Broken Social Scene: Forgiveness Rock Record
There’s a bigness to Broken Social Scene that often works against the band’s attempts at off-the-cuff indie-rock, even as it helps set it apart. The ad hoc Toronto group’s fourth album Forgiveness Rock Record features a smaller core of musicians than usual, and has producer John McEntire enforcing some discipline, but BSS still embraces sprawl and volume, because that’s who these guys are. If hooky songs like “Texico Bitches,” “Forced To Love,” and “Ungrateful Little Father” didn’t load up on casual vulgarity and excess instrumentation, they’d be indistinguishable from all the other catchy indie-rock on the market.
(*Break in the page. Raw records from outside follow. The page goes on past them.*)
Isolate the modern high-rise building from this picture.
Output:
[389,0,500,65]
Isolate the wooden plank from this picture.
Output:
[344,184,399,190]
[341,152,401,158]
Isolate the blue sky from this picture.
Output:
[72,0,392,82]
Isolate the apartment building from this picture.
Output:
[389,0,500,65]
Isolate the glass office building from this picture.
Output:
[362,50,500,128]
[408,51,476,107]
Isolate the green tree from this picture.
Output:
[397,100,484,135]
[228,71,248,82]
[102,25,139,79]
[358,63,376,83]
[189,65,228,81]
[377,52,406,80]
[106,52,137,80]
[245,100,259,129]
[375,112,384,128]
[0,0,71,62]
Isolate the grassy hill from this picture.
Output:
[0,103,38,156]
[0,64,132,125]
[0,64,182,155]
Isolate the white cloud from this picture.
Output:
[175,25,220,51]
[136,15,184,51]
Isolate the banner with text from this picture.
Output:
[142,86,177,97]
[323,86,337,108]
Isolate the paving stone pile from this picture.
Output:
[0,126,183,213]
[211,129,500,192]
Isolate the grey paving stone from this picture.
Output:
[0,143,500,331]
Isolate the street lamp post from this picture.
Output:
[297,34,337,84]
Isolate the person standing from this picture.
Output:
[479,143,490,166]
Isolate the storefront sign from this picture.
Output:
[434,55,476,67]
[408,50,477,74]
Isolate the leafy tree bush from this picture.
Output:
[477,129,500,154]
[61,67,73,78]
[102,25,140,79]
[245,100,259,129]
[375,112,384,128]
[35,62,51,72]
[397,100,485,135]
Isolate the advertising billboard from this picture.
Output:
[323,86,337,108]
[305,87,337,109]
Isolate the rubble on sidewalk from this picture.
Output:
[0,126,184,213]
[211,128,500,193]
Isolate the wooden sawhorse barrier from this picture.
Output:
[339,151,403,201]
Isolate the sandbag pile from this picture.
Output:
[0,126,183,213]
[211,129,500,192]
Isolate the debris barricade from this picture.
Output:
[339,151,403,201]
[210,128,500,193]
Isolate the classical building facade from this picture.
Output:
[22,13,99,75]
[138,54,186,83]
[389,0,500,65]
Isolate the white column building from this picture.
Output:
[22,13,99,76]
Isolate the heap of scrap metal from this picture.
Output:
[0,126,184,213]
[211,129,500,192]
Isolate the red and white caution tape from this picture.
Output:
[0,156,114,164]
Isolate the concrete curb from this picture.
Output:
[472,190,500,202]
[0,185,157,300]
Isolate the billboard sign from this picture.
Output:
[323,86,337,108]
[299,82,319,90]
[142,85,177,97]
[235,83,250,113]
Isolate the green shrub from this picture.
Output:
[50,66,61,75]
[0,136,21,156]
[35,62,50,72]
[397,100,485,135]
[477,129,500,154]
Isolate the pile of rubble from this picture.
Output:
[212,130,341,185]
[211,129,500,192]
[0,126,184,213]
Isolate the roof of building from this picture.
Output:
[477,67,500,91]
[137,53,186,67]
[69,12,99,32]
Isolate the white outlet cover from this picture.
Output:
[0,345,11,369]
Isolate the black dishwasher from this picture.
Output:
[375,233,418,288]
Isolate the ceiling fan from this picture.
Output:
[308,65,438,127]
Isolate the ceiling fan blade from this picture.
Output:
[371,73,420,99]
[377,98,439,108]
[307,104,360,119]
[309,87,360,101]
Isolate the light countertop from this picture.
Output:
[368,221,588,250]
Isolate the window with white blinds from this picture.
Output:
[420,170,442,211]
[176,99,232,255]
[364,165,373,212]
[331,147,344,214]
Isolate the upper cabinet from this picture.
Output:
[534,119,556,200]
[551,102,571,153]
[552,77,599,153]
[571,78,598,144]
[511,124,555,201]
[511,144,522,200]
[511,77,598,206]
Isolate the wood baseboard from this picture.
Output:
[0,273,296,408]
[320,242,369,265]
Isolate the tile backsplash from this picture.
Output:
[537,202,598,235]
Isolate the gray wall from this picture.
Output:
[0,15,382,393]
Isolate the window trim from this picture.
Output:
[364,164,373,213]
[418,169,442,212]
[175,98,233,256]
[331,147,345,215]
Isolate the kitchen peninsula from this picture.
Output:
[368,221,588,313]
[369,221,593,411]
As usual, frontmen Brendan Canning and Kevin Drew take their spirit of inclusiveness too far at times, padding out the hour-long Forgiveness with demo-quality muddles like “Highway Slipper Jam” and silly songs about jerking off. But McEntire’s presence seems to have encouraged Broken Social Scene to restore a lot of the focused rhythmic punch of You Forgot It In People, and songs like the techno-dystopian “Chase Scene” and the rousing sing-along “Water In Hell” benefit greatly from the renewed energy. The album takes its cues from its stellar opener, “World Sick,” which swells and booms and tries to embrace the global and the personal all at once, while never forgetting to swing.